UK judge protests detention of male Romani refugees

02 April 1998

The wire service Press Association reported on December 3 that a senior British judge had expressed concern over the „apparent policy” of detaining male heads of Romani families as it is feared that they might resist deportation if their claims to political asylum in the UK are unsuccessful. Mr Justice Kay stated at London’s High Court that it was „arbitrary and unfair” that individuals were selected for detention by the Home Office immigration authorities „simply on the basis of their sex.” The judge said he was „troubled” by the issue when he considered the case of a Czech Rom named Andrej Ferko, held in Rochester prison, Kent, since arriving by ferry at Dover last October. Mr Ferko’s wife and 12-year-old daughter were housed in London. Mr Ferko was applying for leave to seek judicial review of Home Secretary Jack Straw’s decision to keep him in custody, and the further decision of a special adjudicator not to grant him bail pending his appeal against a refusal of asylum. The judge adjourned the court for a week on December 3 to give Home Office lawyers time to investigate and explain detention procedures to the court.
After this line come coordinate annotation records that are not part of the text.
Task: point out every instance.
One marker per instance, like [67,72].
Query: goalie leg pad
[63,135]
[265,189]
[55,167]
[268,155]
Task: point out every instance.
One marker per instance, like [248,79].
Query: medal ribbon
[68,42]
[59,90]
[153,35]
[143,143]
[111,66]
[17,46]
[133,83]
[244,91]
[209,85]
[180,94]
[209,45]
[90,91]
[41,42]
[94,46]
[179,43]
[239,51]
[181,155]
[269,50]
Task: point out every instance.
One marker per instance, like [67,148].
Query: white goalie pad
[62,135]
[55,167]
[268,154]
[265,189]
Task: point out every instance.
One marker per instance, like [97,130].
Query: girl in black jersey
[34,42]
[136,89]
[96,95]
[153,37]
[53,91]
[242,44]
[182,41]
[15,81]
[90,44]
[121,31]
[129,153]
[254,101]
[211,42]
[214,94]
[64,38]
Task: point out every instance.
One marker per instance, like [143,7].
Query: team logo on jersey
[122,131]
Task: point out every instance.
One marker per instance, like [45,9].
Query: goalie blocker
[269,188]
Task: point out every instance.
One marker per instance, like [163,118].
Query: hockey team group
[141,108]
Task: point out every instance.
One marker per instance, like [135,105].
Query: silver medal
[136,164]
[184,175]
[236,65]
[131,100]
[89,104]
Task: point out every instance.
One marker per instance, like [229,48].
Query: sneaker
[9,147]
Mr Justice Kay stated that, „One of the things troubling me here is the apparent policy at the moment of locking up the husband and letting the wife through when the two people are in an identical position.” Mr Robin Tam, a representative of the Home Office, stated that he had been „taken by surprise” by the point raised by Mr Justice Kay. The Home Office subsequently responded by submitting an affidavit stating that they saw it as reasonable to detain the male head of the family, since in Britain male heads of families often apply for asylum with their families listed as dependants.